Anonymous Anónimo said...

Adorei o teu texto está demais cinseramente axei origial. É teu?
aparece no nosso blog
jocas

25/10/06 3:02 da tarde  
Blogger Claudia Sousa Dias said...

Sim é meu, embora me tenha inspirado num sonho de um amigo a partir do qual criei um texto literário.

Obrigada pelo teu generoso comentário

Desert Rose

25/10/06 6:03 da tarde  
Blogger Nilson Barcelli said...

Gostei imenso deste teu conto de gatos. Conseguiste meter-te muito bem bem dentro da pele de um e contar uma história divertida.
Não sei é como conseguiste caber na pele do gato...
Beijos.

26/10/06 12:27 da tarde  
Blogger Claudia Sousa Dias said...

Porque é exactamente o animal que eu queria ser!
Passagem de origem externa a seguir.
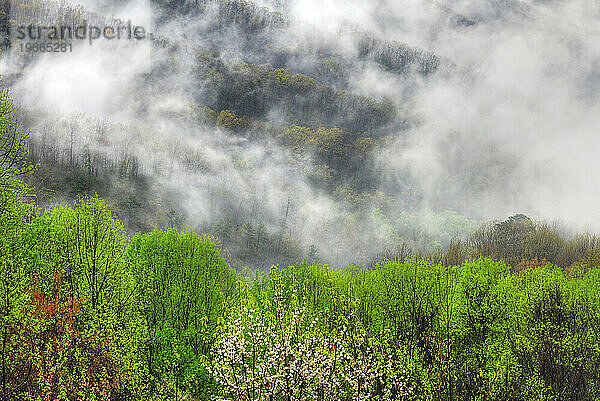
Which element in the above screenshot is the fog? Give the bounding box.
[0,0,600,264]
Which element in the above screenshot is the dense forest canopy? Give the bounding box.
[0,0,600,269]
[0,0,600,401]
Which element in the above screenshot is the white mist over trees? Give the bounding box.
[0,0,600,266]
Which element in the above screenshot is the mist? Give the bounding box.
[0,0,600,265]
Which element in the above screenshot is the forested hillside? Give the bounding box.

pela elegância de movimentos, pela discrição, pela independência,pelo olhar penetrante - adoraria ter a capacidade de visão dos gatos! - e pela inteligência.

depois disso, penso que só gostaria de ser águia, ou andorinha, para usufruir da plena liberdade de viajar pelos diferentes continentes sem ter de pagar bilhete de avião.
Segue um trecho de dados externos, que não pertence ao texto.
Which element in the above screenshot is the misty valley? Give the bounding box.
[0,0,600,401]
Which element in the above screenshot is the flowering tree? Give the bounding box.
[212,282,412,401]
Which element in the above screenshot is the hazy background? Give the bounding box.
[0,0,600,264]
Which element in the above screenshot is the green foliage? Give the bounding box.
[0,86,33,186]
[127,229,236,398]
Beijinho e obrigada pela visita

Desert Rose

26/10/06 4:09 da tarde  
Blogger Nilson Barcelli said...

cláudia,
Então querias ser gata...
Mas... será que não o és já? Se calahar já muitos te chamaram gata... não sei...
Bom fim-de-semana.
Um beijo.

27/10/06 1:59 da tarde  
Blogger Claudia Sousa Dias said...

:-D (lol)!

Não, nem pensar!

Mas já me sugeriram que me vestisse de catwoman no Carnaval!

O problema é já há muito que perdi as linhas de Hale Berry para vestir esse género de fatiota!